Przypominający olbrzymią ocembrowaną studnię szyb opuszczonej kopalni w Stilfontein, położonej około 140 km na południowy zachód od Johannesburga, jest głęboki na ponad 2,5 tys. metrów. W poniedziałek ratownicy usunęli prowizoryczne rusztowanie z liną, która przed kilkoma miesiącami posłużyła górnikom do zejścia pod ziemię i zainstalowali profesjonalną metalową klatkę, której napęd i wciągarka znajdują się na wielkim zaparkowanym przy szybie pojeździe.
Możemy potwierdzić, że maszyna działa. Wyciągnęła już siedem osób - powiedział przedstawiciel lokalnych władz Mzukisi Jam reporterom. Z dna szybu wydobyto też pierwsze zwłoki. Klatka może wydostać na powierzchnię sześć osób na godzinę. Cała operacja może potrwać do 16 dni - powiedział dyrektor firmy ratunkowej Mannas Fourie południowoafrykańskiemu "Sunday Times".

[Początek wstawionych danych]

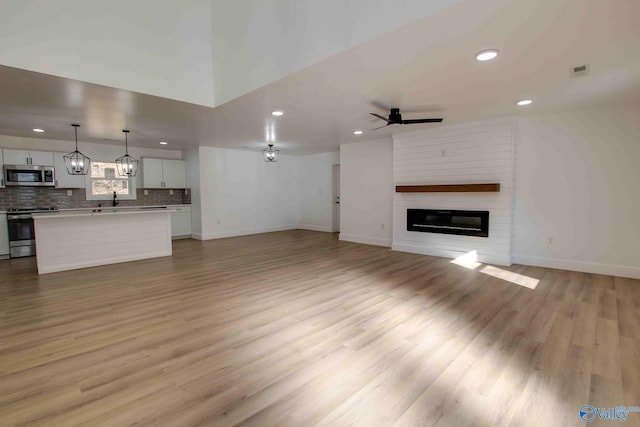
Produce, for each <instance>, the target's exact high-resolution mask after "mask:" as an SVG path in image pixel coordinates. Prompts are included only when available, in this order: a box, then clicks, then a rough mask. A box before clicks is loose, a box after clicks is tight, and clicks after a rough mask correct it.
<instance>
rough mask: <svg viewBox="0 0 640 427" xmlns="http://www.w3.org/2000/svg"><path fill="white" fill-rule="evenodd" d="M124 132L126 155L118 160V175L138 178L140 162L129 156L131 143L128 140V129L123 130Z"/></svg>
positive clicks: (137, 160) (125, 150)
mask: <svg viewBox="0 0 640 427" xmlns="http://www.w3.org/2000/svg"><path fill="white" fill-rule="evenodd" d="M122 132H124V147H125V155H124V156H122V157H118V158H117V159H116V168H117V169H118V175H120V176H136V172H138V165H139V164H140V160H138V159H136V158H134V157H131V156H130V155H129V141H128V138H127V135H128V134H129V131H128V130H127V129H122Z"/></svg>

Przebywające w opuszczonej kopalni złota w Stilfontein osoby to zama zamas - "ci, którzy próbują" z języka zulu. Często obcokrajowcy nie posiadający formalnego prawa do przebywania w RPA, oskarżani przez lokalne społeczności o bandytyzm, a przez policję ścigani za nielegalny pobyt, nielegalne wydobywanie surowców i uczestnictwo w zorganizowanych gangach.
W połowie listopada policja otoczyła jedyny dostęp do szybu i zablokowała możliwość dostarczania znajdującym się na dole zama zamas żywności i wody, chcąc zmusić uwięzionych do wyjścia na powierzchnię, aby ich aresztować. Policja wydała wówczas komunikat, że niektórzy górnicy mogą być uzbrojeni, co stanowiłoby zagrożenie dla pomagającym im ratownikom.
Górnicy odpowiedzieli, że wyjdą, gdy odejdzie policja. Patowa sytuacja została przerwana w miniony piątek, gdy władze RPA i policja warunkowo zezwoliły na akcję ratowniczą.